Google has instituted changes to block technology similar to interstitials in the past, banning doorway pages in March 2015, and blocking “app interstitials” in September 2015 because they were “frustrating users”, and in August 2016 Google announced a search penalty for pages where content is not easily accessible to a user due to “intrusive interstitials”:
[C]ontent may be visually obscured by an interstitial. This can frustrate users because they are unable to easily access the content that they were expecting…
Pages that show intrusive interstitials provide a poorer experience to users than other pages where content is immediately accessible.
Here are some examples of techniques that make content less accessible to a user:
- Showing a popup that covers the main content, either immediately after the user navigates to a page from the search results, or while they are looking through the page.
- Displaying a standalone interstitial that the user has to dismiss before accessing the main content.
- Using a layout where the above-the-fold portion of the page appears similar to a standalone interstitial, but the original content has been inlined underneath the fold.
The only true way to assess the impact of an interstitial (and results will vary) is to measure user interaction and conversion for users that have been presented with an interstitial.
An Empirical Study
If you plan on implementing an interstitial, I suggest using the following outline for an empirical study on the effectiveness of the modal:
- Document how the modal functions, and include the following information:
- How and when the modal is presented to a user
- Methods in which focus is drawn to the modal
- Methods with which the modal may be dismissed (
ESCkey, clicking the background, an obvious escape/close button, etc.)
- Clarity of exit actions
- How and when the modal may be reintroduced
- Gather metrics on the modal usage and performance
- Discover which “exit action” is used most frequently
- A/B test the modal for abandonment, sign-up rates
- Test all modal “conversions” for engagement and future conversions
- Perform user testing and collect real user comments
Often these types of overlays are deliberate attempts to entice the user to take some action that benefits the organization (such as subscribing to a newsletter). Many web marketers seem to operate under the ‘ends justify the means’ principle, and believe that the benefit of increasing your subscriber base outweighs the negative consequences of annoying your users. If you attempt this strategy, make sure to follow up and measure whether those extra subscribers are actually qualified leads. Do they really end up buying your products? If not, you may be aggravating your true audience for no reason at all.

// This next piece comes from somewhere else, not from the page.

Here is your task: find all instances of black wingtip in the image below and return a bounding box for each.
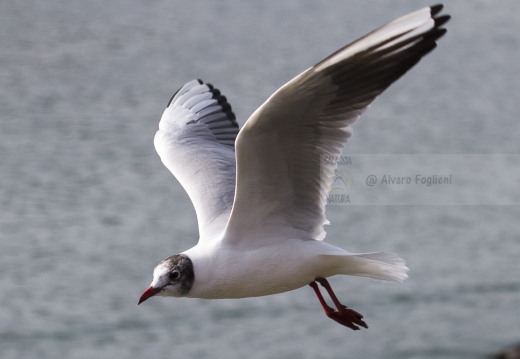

… Don’t use an overlay unless you have a clear, compelling case for why this content should not be presented within a regular page.
Every time you make a change, ask yourself, who will this change benefit? Does this change benefit you, as a business owner, or your users? If the answer doesn’t include the user, you should reconsider.
- Forced Disclosure
- In return for a free or low-cost action, the site requires the user to disclose extensive personal information – unnecessary to the transaction in-hand.
- Privacy Zuckering
- “The act of creating deliberately confusing jargon and user-interfaces which trick your users into sharing more info about themselves than they really want to.” (As defined by the EFF).
- Road Blocking
- When the user’s progress to task completion is restricted or stopped by something else on the screen.